My name is Vicky. I live in Colorado. I'm 43 and a divorced mother of two. I'm a medical transcriptionist, and a writer. Less than two weeks ago I was diagnosed with colon cancer. I don't smoke, drink, or do drugs, and I don't have a family history of colon cancer. Writing is my way of dealing with and processing what I'm going through. This blog is a way for me to do that for myself, my family, and anyone else who might benefit from it.

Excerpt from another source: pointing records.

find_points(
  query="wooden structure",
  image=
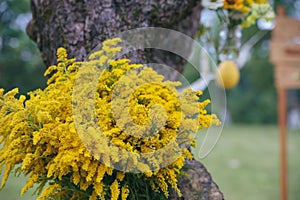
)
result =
(285, 54)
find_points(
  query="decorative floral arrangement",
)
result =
(241, 12)
(39, 136)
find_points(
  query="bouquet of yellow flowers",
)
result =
(127, 138)
(243, 12)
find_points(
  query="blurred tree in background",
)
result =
(20, 61)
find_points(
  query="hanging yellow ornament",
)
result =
(228, 74)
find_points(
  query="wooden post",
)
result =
(285, 54)
(283, 142)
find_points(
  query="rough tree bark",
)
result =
(80, 25)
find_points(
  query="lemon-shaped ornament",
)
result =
(228, 74)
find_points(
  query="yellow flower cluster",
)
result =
(241, 5)
(137, 112)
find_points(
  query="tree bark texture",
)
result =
(80, 25)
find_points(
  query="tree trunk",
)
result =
(80, 25)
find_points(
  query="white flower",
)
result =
(212, 4)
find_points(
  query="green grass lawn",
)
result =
(244, 163)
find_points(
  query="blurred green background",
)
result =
(246, 159)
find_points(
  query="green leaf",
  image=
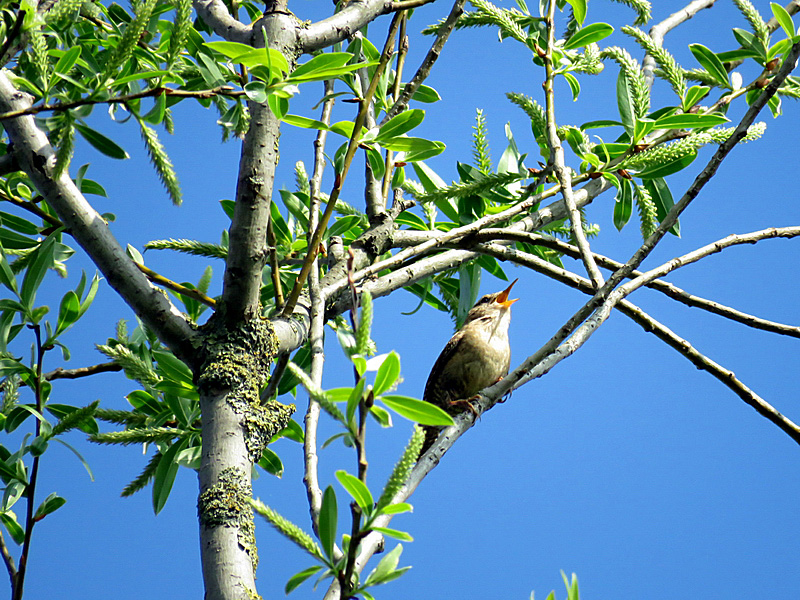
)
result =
(690, 121)
(426, 94)
(6, 274)
(783, 18)
(625, 103)
(693, 95)
(418, 411)
(327, 521)
(101, 143)
(660, 171)
(402, 123)
(574, 85)
(357, 489)
(50, 504)
(78, 455)
(298, 578)
(395, 533)
(415, 149)
(385, 568)
(68, 311)
(173, 368)
(588, 35)
(43, 259)
(711, 63)
(67, 60)
(165, 474)
(387, 374)
(305, 122)
(256, 91)
(16, 531)
(662, 197)
(623, 206)
(396, 509)
(278, 105)
(271, 463)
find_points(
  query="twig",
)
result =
(406, 4)
(660, 285)
(317, 329)
(658, 31)
(581, 326)
(8, 560)
(316, 239)
(398, 70)
(427, 64)
(32, 208)
(176, 287)
(60, 373)
(223, 90)
(274, 266)
(562, 173)
(651, 325)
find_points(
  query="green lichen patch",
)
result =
(236, 361)
(227, 504)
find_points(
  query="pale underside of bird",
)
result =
(477, 356)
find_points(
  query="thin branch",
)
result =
(563, 174)
(223, 90)
(61, 373)
(581, 326)
(8, 560)
(215, 14)
(342, 25)
(651, 325)
(427, 64)
(660, 285)
(316, 336)
(313, 247)
(37, 158)
(32, 208)
(658, 31)
(707, 250)
(176, 287)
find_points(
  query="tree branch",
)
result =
(562, 173)
(427, 64)
(660, 285)
(649, 324)
(658, 31)
(60, 373)
(342, 25)
(37, 158)
(215, 14)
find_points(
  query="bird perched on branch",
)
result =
(477, 356)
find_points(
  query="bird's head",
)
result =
(492, 306)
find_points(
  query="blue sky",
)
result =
(625, 464)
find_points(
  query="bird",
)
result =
(478, 355)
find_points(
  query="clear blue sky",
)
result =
(625, 465)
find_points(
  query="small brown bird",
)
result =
(477, 356)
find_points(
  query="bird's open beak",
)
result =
(503, 297)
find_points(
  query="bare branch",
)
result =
(651, 325)
(660, 285)
(60, 373)
(427, 64)
(37, 158)
(215, 14)
(342, 25)
(563, 174)
(658, 31)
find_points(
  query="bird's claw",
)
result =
(467, 403)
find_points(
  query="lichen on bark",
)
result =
(227, 504)
(236, 362)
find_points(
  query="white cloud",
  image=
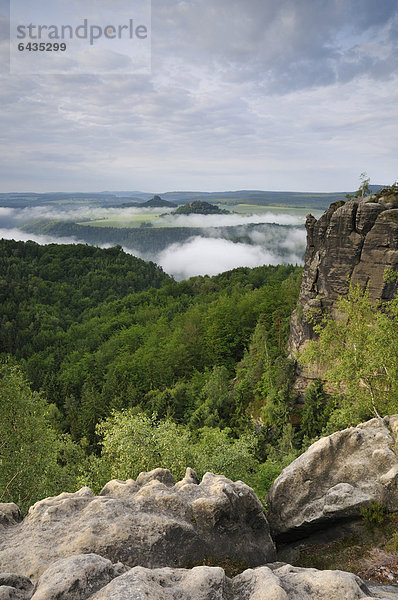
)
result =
(210, 256)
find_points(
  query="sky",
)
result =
(241, 94)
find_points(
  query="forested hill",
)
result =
(95, 340)
(45, 289)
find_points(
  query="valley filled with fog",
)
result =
(184, 245)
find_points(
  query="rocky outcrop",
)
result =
(90, 577)
(152, 522)
(335, 478)
(352, 241)
(85, 547)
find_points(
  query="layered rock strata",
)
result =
(352, 241)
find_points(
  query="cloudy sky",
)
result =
(259, 94)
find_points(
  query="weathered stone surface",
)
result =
(335, 477)
(9, 514)
(355, 240)
(272, 582)
(76, 578)
(149, 522)
(15, 587)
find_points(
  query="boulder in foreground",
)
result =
(335, 478)
(152, 522)
(94, 578)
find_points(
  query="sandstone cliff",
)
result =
(355, 240)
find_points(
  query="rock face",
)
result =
(335, 478)
(355, 240)
(152, 522)
(90, 577)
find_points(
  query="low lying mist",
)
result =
(211, 256)
(226, 241)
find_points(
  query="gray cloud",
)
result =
(264, 94)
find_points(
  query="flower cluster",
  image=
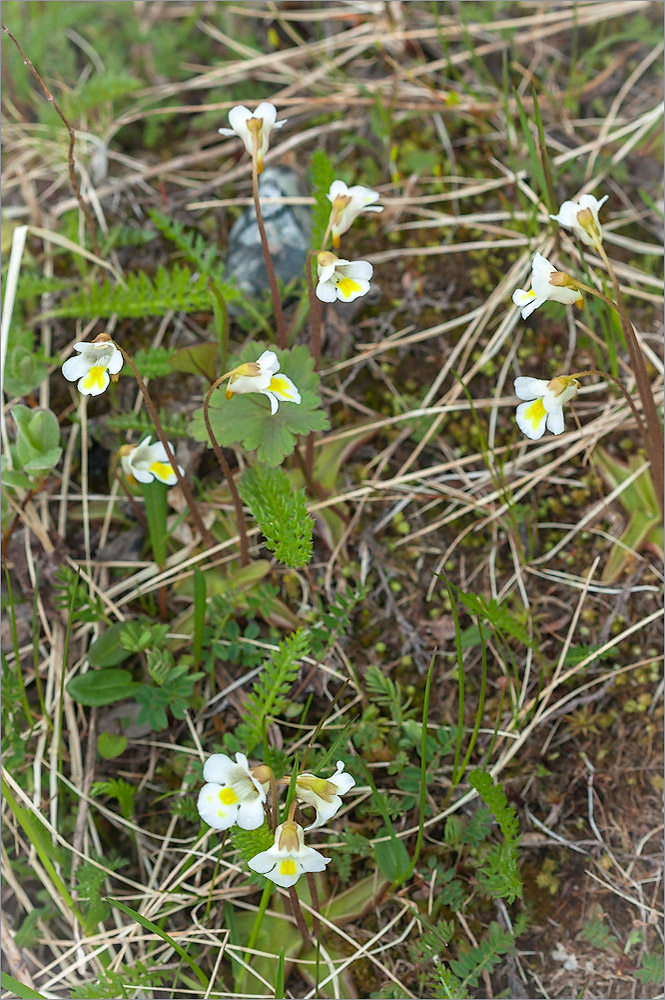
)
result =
(96, 364)
(265, 377)
(144, 462)
(544, 400)
(236, 793)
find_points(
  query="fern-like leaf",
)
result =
(281, 513)
(499, 871)
(176, 289)
(271, 687)
(322, 174)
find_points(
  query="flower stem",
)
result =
(620, 385)
(653, 435)
(298, 914)
(235, 496)
(206, 537)
(315, 333)
(274, 290)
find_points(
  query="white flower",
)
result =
(341, 279)
(145, 462)
(261, 376)
(545, 406)
(546, 283)
(288, 858)
(93, 365)
(324, 793)
(254, 128)
(582, 217)
(347, 204)
(233, 793)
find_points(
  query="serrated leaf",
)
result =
(107, 649)
(102, 687)
(247, 420)
(110, 745)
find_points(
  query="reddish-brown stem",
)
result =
(73, 179)
(315, 334)
(297, 913)
(314, 896)
(282, 336)
(235, 496)
(206, 537)
(653, 433)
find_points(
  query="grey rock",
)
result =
(287, 229)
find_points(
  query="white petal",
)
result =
(116, 362)
(555, 421)
(274, 405)
(531, 307)
(326, 291)
(530, 388)
(268, 362)
(263, 862)
(97, 389)
(267, 112)
(213, 811)
(219, 768)
(238, 118)
(75, 368)
(336, 189)
(527, 426)
(541, 265)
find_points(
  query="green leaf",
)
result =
(281, 514)
(110, 745)
(392, 857)
(247, 420)
(19, 989)
(102, 687)
(322, 174)
(107, 649)
(200, 359)
(156, 929)
(37, 437)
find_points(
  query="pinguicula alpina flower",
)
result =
(324, 793)
(262, 376)
(234, 793)
(288, 858)
(145, 462)
(254, 128)
(582, 217)
(545, 402)
(341, 279)
(546, 284)
(347, 204)
(96, 363)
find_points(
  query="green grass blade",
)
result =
(156, 929)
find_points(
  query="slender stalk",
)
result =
(315, 334)
(206, 537)
(314, 895)
(653, 438)
(620, 385)
(298, 914)
(235, 496)
(73, 179)
(274, 290)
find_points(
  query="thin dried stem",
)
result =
(89, 218)
(235, 496)
(282, 335)
(206, 537)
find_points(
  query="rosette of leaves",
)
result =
(247, 420)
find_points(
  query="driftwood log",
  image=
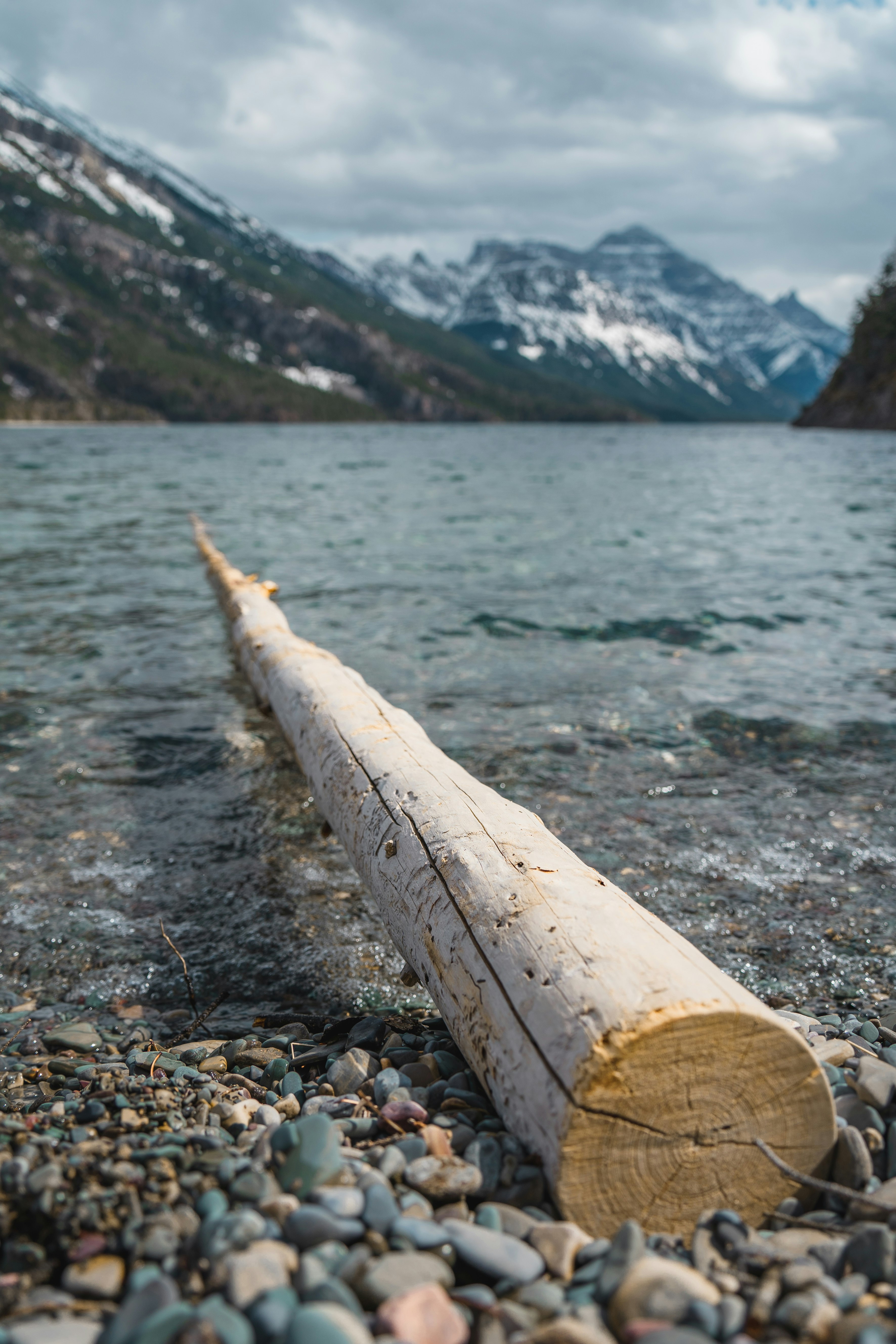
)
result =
(639, 1070)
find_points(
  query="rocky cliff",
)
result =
(862, 393)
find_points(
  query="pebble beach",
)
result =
(339, 1181)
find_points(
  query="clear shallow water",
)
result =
(679, 644)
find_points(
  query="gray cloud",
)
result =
(757, 136)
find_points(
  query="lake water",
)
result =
(676, 643)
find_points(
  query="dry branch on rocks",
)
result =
(635, 1068)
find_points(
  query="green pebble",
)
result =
(487, 1216)
(315, 1158)
(163, 1324)
(230, 1326)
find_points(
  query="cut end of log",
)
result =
(667, 1117)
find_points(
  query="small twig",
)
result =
(190, 984)
(836, 1226)
(828, 1186)
(201, 1019)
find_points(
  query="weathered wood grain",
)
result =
(635, 1068)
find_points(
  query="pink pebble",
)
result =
(400, 1112)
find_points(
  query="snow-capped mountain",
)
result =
(630, 316)
(129, 291)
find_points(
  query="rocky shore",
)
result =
(334, 1181)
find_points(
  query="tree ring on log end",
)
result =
(667, 1117)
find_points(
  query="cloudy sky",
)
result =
(755, 135)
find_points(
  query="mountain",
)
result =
(630, 318)
(131, 292)
(862, 393)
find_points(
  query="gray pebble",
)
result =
(311, 1225)
(626, 1248)
(343, 1201)
(872, 1252)
(494, 1253)
(381, 1209)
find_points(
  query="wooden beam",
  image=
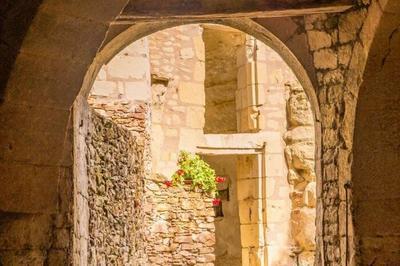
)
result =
(152, 9)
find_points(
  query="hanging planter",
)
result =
(195, 172)
(217, 206)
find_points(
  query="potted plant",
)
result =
(193, 170)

Saturday, February 4, 2017

ILEOSTOMY WOUND NOT HEALING

October 2015 to December 2015 —To make a long story much shorter, in my followup visits with Dr. Strobos he said my incision wasn't healing completely.  The incision area sank inward causing the wound not to heal.  It was so concave it literally looked like a belly button.  (I teased him that the right side of my abdomen looked great, except for the extra belly button, because it looked like he gave me a tummy tuck,  I told him it would have been nice if he'd evened me up and done the same to the other side!)  There are a lot of people who've gone through this same surgery and post photos of their belly on line.  I'm not one of them ;)  But a lot of us have the same-looking belly.  So picture me that way, but with a second belly button.  If you think your complete-lack-of-muscle-tone-lopsided-butt-looking belly can't get any more displeasing-looking, try adding a second belly button.  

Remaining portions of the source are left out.